As autoridades americanas intimaram a Huawei em 2016, exigindo informações sobre a exportação de tecnologia americana a países sob sanção, entre os quais a Coreia do Norte. Se surgir prova de que a Huawei violou as sanções americanas contra a Coreia do Norte, ela pode se tornar alvo de novas sanções de exportação, penas civis, confiscos e processos criminais.

"A Coreia do Norte é radiativa no mundo da proliferação por conta das sanções internacionais", disse James Mulvenon, especialista em espionagem econômica chinesa e diretor da SOS International, uma empresa de defesa. "A Huawei não desejaria se ver apanhada negociando diretamente com a Coreia do Norte, e por isso eles trabalham por intermédio de outras empresas, como a Panda".

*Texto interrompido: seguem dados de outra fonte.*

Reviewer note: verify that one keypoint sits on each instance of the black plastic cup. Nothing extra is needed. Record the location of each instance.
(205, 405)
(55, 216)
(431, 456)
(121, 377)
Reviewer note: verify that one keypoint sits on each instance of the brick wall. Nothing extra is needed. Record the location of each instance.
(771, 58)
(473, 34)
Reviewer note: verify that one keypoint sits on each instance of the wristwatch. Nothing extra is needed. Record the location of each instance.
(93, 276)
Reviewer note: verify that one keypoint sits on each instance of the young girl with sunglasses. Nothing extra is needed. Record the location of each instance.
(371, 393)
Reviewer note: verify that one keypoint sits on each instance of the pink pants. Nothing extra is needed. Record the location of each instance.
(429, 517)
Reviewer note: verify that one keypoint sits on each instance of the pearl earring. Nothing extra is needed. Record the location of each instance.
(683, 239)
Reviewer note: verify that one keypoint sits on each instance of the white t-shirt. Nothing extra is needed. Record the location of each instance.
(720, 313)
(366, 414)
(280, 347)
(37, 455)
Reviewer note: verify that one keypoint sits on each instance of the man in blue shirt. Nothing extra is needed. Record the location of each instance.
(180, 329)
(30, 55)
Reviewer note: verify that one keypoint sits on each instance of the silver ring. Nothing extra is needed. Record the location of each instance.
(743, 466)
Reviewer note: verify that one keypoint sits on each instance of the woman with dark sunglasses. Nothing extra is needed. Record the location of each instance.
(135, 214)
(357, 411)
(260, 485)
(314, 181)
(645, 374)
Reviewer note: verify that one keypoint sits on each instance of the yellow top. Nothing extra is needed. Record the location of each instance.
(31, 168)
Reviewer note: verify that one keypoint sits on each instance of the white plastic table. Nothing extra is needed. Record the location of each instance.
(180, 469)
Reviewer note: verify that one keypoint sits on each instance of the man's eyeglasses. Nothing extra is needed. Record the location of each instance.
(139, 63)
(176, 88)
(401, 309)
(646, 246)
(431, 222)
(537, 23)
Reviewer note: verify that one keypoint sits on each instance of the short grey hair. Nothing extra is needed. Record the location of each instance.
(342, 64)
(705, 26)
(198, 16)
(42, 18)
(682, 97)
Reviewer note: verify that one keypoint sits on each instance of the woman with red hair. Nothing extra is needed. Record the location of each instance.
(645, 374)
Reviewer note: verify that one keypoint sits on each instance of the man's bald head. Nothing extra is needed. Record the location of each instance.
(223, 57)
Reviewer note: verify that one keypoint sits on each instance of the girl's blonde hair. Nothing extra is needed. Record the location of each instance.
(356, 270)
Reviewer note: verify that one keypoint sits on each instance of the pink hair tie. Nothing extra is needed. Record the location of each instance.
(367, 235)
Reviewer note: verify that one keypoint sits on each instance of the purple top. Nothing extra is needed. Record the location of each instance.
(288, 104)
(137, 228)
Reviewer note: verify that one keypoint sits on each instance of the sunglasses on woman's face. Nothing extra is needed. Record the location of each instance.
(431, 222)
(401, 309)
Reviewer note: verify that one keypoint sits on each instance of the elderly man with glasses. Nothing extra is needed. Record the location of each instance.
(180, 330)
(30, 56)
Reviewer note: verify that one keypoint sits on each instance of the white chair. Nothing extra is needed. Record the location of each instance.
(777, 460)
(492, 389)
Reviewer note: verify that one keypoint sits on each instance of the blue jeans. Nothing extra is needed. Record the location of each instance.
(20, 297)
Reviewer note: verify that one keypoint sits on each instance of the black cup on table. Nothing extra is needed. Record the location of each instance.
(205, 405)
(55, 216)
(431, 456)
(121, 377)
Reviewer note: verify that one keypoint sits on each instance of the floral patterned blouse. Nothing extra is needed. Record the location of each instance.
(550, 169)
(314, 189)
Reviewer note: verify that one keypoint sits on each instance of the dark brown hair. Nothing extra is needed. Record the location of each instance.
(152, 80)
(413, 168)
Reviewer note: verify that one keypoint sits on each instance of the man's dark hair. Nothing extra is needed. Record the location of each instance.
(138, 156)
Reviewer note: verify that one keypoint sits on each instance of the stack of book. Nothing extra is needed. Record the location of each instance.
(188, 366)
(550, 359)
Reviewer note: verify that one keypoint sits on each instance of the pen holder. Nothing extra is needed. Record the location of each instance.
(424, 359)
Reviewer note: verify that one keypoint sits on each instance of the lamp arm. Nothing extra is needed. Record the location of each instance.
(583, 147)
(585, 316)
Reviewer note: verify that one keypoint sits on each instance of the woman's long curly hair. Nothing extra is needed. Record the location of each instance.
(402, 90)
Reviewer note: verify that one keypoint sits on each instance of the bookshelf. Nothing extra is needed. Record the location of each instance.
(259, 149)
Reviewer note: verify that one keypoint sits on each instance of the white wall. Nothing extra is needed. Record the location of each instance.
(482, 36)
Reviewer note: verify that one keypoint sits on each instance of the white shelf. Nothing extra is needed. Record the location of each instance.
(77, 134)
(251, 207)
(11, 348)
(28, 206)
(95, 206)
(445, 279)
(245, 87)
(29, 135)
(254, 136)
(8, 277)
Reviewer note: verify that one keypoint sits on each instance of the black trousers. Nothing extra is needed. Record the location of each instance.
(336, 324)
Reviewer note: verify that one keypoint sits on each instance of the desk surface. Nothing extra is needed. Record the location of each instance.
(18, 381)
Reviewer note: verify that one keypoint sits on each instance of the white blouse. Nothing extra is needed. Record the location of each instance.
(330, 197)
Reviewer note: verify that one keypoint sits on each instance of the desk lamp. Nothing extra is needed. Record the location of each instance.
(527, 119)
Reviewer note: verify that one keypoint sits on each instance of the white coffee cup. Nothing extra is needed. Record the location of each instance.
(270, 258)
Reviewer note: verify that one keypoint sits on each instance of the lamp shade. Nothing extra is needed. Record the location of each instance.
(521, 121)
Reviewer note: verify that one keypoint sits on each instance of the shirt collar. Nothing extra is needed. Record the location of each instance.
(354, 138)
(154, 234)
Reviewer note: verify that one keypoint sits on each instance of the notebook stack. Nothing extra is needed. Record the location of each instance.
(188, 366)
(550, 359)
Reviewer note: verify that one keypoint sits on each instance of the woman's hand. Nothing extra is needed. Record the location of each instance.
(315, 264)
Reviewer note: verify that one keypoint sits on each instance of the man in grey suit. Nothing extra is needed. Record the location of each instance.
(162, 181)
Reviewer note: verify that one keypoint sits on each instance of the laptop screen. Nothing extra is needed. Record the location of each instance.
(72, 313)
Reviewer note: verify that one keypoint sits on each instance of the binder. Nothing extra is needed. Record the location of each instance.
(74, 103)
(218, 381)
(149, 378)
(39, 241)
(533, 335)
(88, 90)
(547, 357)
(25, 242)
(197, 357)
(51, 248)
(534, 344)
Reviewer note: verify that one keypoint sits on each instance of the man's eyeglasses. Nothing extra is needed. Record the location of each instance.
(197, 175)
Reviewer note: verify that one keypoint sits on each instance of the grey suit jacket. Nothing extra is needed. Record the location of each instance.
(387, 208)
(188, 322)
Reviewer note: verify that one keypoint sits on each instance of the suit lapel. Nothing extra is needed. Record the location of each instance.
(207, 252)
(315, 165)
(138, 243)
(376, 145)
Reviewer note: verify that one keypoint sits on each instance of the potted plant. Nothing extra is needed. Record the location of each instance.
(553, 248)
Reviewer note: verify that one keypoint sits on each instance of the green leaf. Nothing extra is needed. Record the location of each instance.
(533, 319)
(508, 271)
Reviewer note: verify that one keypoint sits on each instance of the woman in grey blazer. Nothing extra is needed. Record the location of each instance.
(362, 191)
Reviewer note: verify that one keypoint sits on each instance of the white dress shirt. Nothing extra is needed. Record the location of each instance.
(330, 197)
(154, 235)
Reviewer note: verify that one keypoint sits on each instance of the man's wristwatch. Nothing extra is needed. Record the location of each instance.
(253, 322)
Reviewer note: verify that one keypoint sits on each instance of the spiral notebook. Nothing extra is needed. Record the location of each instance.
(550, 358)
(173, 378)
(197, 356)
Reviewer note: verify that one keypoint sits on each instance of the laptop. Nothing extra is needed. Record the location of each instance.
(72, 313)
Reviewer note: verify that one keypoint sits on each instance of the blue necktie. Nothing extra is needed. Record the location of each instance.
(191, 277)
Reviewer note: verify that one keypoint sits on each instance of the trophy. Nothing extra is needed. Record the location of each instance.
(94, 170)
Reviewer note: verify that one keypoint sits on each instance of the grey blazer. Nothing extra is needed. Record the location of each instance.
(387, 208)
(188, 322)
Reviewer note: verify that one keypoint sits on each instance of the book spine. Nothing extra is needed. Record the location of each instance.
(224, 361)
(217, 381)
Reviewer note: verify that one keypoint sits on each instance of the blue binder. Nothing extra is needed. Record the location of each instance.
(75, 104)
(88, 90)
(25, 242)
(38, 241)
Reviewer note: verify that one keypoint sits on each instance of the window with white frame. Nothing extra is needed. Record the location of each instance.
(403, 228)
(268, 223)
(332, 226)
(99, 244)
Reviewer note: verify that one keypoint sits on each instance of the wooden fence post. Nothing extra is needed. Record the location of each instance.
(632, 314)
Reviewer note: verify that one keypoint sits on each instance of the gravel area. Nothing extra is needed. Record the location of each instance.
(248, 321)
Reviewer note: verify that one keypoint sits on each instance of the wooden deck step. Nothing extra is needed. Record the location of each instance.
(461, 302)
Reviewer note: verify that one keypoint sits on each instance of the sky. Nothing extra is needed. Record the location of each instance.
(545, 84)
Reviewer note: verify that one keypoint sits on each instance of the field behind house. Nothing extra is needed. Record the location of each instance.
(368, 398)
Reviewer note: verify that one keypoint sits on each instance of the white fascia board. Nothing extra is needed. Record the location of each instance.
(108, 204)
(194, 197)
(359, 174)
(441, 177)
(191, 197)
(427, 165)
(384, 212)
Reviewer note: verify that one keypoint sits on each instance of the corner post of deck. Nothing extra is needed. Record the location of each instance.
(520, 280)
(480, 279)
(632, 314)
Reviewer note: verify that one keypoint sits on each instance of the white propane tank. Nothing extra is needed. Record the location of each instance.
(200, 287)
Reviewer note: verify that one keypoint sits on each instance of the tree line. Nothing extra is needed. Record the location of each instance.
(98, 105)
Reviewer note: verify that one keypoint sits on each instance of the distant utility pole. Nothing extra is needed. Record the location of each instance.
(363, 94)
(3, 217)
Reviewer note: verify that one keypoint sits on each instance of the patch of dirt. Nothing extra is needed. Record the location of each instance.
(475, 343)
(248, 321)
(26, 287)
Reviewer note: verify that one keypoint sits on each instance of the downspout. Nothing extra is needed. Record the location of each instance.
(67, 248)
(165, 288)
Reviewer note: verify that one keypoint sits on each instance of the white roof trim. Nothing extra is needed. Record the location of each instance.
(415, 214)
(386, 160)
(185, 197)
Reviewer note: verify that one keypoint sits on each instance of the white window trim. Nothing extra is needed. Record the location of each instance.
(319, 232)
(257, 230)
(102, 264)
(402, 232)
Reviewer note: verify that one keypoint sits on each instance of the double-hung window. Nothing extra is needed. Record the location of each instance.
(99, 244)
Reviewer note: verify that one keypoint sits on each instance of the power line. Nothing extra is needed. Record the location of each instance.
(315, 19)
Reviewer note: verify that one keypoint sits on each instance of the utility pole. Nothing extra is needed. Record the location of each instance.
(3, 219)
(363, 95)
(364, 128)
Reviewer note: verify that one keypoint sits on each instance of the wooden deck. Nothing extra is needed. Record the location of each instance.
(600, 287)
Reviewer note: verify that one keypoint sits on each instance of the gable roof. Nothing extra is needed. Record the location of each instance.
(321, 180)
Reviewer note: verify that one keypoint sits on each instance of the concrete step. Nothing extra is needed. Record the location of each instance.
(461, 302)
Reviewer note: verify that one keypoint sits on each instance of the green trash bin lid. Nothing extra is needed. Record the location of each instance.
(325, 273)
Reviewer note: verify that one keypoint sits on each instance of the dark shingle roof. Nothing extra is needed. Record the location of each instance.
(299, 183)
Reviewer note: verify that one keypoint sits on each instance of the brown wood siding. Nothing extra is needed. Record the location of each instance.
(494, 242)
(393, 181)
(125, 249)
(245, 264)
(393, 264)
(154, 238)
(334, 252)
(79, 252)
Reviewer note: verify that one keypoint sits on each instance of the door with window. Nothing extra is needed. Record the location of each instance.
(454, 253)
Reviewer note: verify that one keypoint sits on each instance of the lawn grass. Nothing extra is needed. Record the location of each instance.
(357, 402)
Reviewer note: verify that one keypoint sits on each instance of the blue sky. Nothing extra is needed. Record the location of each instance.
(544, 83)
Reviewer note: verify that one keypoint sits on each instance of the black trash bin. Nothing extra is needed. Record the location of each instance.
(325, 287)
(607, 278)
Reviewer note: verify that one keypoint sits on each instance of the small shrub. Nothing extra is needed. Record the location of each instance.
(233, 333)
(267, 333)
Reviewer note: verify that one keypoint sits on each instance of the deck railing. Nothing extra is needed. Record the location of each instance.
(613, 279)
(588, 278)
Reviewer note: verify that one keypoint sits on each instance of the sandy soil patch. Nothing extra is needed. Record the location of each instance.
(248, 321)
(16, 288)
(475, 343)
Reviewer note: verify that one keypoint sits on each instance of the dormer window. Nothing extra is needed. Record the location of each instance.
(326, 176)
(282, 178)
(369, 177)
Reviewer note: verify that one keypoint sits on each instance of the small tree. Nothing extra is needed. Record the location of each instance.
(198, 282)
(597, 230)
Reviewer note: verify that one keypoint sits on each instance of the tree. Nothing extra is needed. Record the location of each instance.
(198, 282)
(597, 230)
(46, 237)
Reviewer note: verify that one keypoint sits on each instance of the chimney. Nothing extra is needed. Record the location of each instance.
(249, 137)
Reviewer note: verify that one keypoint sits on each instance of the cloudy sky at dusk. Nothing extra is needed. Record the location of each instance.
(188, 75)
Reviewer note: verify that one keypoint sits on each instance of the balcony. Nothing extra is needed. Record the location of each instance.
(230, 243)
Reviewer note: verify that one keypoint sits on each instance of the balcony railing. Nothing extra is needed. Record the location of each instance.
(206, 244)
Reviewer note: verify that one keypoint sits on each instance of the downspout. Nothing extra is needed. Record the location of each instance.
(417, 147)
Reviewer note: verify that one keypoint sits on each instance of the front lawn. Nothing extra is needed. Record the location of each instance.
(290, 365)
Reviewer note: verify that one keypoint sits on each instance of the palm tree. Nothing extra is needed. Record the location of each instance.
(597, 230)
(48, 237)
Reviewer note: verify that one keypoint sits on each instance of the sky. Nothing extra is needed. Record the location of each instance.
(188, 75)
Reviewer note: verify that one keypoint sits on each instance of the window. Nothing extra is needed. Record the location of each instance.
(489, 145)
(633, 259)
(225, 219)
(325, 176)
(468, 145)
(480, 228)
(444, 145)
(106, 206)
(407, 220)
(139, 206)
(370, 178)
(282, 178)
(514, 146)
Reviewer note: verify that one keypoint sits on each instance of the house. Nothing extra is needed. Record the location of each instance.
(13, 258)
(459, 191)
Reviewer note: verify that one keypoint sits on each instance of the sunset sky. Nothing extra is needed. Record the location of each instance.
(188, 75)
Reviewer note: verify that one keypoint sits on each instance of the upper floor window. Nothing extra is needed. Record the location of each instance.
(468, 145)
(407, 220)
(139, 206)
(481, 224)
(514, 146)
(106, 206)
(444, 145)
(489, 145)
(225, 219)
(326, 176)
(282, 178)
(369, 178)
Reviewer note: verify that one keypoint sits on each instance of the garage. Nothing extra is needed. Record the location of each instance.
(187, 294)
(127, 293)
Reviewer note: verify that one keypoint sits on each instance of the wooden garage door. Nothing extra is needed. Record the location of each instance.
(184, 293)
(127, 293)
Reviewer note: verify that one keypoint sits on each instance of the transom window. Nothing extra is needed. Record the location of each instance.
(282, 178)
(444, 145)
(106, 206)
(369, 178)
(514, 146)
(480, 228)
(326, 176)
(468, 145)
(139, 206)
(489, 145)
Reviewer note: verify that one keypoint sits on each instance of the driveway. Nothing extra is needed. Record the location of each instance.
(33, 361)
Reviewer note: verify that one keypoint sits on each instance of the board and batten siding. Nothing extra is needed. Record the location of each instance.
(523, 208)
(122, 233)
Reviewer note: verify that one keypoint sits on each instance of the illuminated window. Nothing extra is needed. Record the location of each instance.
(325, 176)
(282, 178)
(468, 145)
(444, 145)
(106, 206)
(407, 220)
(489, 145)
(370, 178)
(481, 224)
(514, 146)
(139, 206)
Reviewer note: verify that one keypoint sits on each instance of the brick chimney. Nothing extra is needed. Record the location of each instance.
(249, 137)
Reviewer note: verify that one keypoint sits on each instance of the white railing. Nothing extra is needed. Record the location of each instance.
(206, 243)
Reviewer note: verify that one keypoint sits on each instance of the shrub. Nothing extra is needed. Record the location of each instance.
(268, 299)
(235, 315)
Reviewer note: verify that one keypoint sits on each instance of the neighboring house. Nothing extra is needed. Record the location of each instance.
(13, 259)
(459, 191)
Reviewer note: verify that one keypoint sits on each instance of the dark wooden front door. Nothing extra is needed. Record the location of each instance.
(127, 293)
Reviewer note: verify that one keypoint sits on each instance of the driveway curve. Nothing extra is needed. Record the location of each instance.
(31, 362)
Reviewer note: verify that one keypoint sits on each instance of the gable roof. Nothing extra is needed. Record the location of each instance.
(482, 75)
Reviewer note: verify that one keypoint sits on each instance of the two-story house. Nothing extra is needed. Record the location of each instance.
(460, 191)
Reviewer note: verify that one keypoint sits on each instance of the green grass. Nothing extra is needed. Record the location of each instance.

O site da Panda International alardeia sua longa colaboração com a Huawei, que remonta a 2007 - o momento de lançamento da Koryolink -, e informa que ela abarca "diversos países e setores de produtos". A Panda também aponta ter licença do governo chinês para "distribuir assistência internacional".

Um número de celular mencionado no site da Panda como linha direta de vendas estava conectado a uma conta de mídia social na WeChat que vende produtos da Huawei. O executivo que responde por essa conta, Andy Wang, se recusou a responder perguntas sobre seu trabalho na Coreia do Norte.

A sede da Panda em Pequim parece ser uma operação rústica, em um edifício comercial mal cuidado com um karaokê e uma casa noturna suspeita no subsolo. Durante uma visita de um repórter do The Washington Post ao local em julho, o local parecia quase todo vazio.

Um executivo da Panda, que outro empregado apontou como responsável pelos contatos com a imprensa, se recusou a atender o repórter, e trancou as portas do escritório.